The good, the bad and the ugly of FA Cup Final programmes
1882: Old Etonians vs Blackburn Rovers
The oldest surviving FA Cup final programme is simply a single sheet of faded paper printed onto in black ink. A copy was sold at Sotheby’s in 2013 for £35,250, and contained some scribbled pencil notes on it about who had played well. Design-wise, the only way was up.
Eton, meanwhile, won 1-0. Call us cruel, but we’d love to see some current Old Etonians – David Cameron, Boris Johnson, Douglas Hurd, Hugh Laurie, Bear Grylls, Prince William and Ranulph Fiennes, perhaps – turn out against the modern-day Blackburn at Ewood Park on a chilly Wednesday night, and witness the likes of Grant Hanley boot their daft boater hats into next week.
1912: Barnsley vs West Bromwich Albion
Jump forward two decades and the FA Cup final proggy looks a little more sophisticated. It’s a centre-folded 25cm x 32cm effort with prominent adverts for beer and cider – not much will change on that front – as well as a big boxout extolling the multifarious wonders of OXO.
There’s a nicely centred team sheet, and a promotion for a future wrestling match, too. Find one of these in the attic and you’re looking at a £9,000 bonanza. The match ended 0-0; Barnsley scraped through in a replay at Bramall Lane.
1913: Aston Villa vs Sunderland
The first Cup Final programme to be in the A4 format – a design which would become a terrace staple for the next 90 years.
With simple, no-nonsense typography, reference to the ‘Football Association Challenge Cup’, and ‘proper’ teams like Villa and Sunderland, this is where the modern template begins. Villa won 1-0, after an unprecedented 17 minutes of stoppage time.

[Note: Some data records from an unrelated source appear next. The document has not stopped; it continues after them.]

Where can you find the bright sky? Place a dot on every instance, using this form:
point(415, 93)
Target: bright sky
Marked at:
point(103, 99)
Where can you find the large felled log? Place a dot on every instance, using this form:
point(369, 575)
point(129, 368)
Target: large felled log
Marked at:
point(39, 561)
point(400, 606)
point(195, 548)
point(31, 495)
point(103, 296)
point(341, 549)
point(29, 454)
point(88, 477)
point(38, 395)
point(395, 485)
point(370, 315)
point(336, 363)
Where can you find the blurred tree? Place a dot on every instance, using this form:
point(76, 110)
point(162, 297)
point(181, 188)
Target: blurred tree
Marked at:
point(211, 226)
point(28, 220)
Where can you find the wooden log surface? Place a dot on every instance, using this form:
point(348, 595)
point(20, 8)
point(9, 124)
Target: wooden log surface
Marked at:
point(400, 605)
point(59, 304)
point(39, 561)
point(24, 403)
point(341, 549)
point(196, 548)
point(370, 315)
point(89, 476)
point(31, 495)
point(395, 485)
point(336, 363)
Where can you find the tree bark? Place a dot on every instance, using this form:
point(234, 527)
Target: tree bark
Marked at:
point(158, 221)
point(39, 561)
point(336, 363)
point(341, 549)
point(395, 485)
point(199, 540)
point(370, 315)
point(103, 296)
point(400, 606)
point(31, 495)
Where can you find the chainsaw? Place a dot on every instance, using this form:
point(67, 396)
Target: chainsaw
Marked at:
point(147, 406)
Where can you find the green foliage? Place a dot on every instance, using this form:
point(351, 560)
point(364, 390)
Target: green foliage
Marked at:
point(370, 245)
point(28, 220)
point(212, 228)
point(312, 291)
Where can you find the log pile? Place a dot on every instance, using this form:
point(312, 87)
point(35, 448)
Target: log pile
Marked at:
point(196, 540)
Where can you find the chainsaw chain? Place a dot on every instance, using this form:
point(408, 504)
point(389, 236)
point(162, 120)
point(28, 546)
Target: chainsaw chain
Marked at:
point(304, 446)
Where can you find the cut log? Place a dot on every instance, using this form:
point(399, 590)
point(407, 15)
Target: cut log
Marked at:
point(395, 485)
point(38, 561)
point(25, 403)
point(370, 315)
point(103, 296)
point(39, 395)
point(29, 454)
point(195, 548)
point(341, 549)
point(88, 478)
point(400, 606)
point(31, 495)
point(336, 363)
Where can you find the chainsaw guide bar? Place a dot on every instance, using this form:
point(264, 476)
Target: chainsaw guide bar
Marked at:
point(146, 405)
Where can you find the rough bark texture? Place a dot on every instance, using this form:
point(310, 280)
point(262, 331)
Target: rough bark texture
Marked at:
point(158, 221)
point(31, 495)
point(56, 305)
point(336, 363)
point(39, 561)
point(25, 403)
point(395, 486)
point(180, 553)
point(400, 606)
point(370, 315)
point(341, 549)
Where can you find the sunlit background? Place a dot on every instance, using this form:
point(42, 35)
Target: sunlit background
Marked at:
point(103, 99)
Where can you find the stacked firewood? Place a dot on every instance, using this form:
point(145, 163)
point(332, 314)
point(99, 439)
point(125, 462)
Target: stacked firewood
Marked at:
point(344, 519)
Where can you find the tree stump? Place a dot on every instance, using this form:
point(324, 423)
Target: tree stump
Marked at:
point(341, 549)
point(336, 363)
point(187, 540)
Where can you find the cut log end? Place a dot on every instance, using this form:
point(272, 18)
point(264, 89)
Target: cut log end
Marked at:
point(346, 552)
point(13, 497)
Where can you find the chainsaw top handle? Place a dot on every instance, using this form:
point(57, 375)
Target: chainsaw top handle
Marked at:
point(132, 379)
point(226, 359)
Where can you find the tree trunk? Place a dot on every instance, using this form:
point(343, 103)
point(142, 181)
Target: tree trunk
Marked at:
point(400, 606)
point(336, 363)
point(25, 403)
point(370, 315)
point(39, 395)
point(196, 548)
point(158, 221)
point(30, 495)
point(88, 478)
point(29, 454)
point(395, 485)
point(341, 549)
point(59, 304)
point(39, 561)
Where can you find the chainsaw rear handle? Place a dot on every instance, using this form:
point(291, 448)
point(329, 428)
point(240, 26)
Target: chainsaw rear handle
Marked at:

1924: Aston Villa vs Newcastle United
Another Villa final, another landmark: after a decade of fancy illustrated fluffery depicting the fair and beautiful nymph Britannia sitting by the trophy, we finally get a classic comic book illustration of two sturdy lads leaping to contest a header in front of a huge bank of supporters.
There’s also a lovely depiction of Wembley, and the words ‘FINAL TIE’ emblazoned across the masthead, which is something that would run, on and off, until 1965.
1925: Cardiff City vs Sheffield United
A team from outside England were taking part in the final for the first time since Glasgow’s Queens Park lost one in 1885, and in another shocker, photography would be used for the first time on the cover of the programme – yours for 6d.
The grand aerial shot of the Twin Towers, taken from a blimp, would have dazzled the 91,763 present.